William Shatner has a new show coming to CBS this fall. It's called "____ My Father Says." The blank is there for the expletive that the network is currently intending to use in the title. The series is based on a book by Justin Halpern. In presentation, Justin's web site uses a single asterisk between the other three letters to deflect censorship on Al Gore's Internet. That's the way it appears on the book jacket as well. And that makes sense, since they are selling a product and while there may be a certain amount of titillation in using "one of those words" right up front like that, but there is also a degree of caution that sanitizes it by using this very mild secret syntax. Inserting random symbols for possibly offensive words is a practice common in comic books and other printed material, where characters might feel the need to swear, but the comics code won't let them.
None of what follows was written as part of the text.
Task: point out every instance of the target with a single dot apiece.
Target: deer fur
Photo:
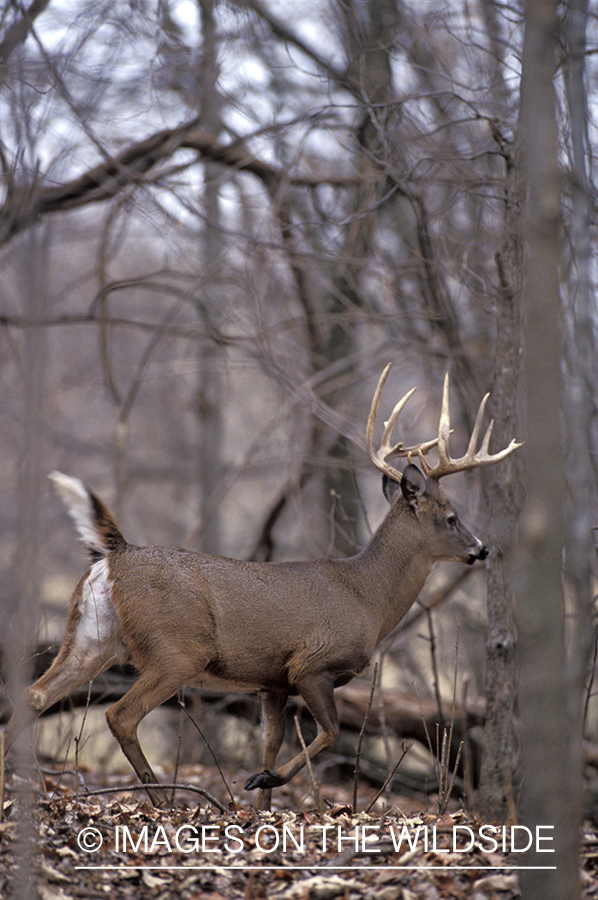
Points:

The Columbia Broadcasting System is taking this approach in their print media, using the assemblage "$#*!" to take the place of the missing word in their new show's title. However, since television uses audio, they use the broadcast equivalent, the "bleep" when announcing their new production. Rather than enunciating "Dollar sign, pound sign, asterisk, exclamation point My Father Says" coming up next on most of these stations," we can expect the tone of politeness to cover up the word that, by now everyone with a television set has made a guess at. I will be anxious to hear the guys in the booth during the football season do promos for the show on live TV, making the choice, perhaps on the fly, to let the five-second delay catch it or simply refer to it as "Bill Shatner's new show."
Which brings us to this point: If you are still unable, via standards and practices or concern for advertising revenue, to commit to the expletive of your choice, why not simply refer to it as "Stuff My Dad Says," and be done with it? I'm a big fan of artistic integrity, and I think that it's a shame that the first of seven words that George Carlin listed almost thirty years ago are still taboo on broadcast television. Which explains why Denis Leary shows up on Fox's cable alternative, FX. For the record, William Shatner doesn't think "the S word" should be a big deal. This makes sense because, first of all, if it is then maybe he won't have a show to promote. Second, and perhaps more obviously, if he has a show that people talk about before it's ever on the air because the title has a dirty word in it, then it matters just a little less that hundreds of advertisers are choosing to avoid it like the plague.
It remains an interesting conundrum, where our society has evolved in the way that it has and become so much more accepting of so many different sights and sounds, but this one little word can still stir up so much - stuff.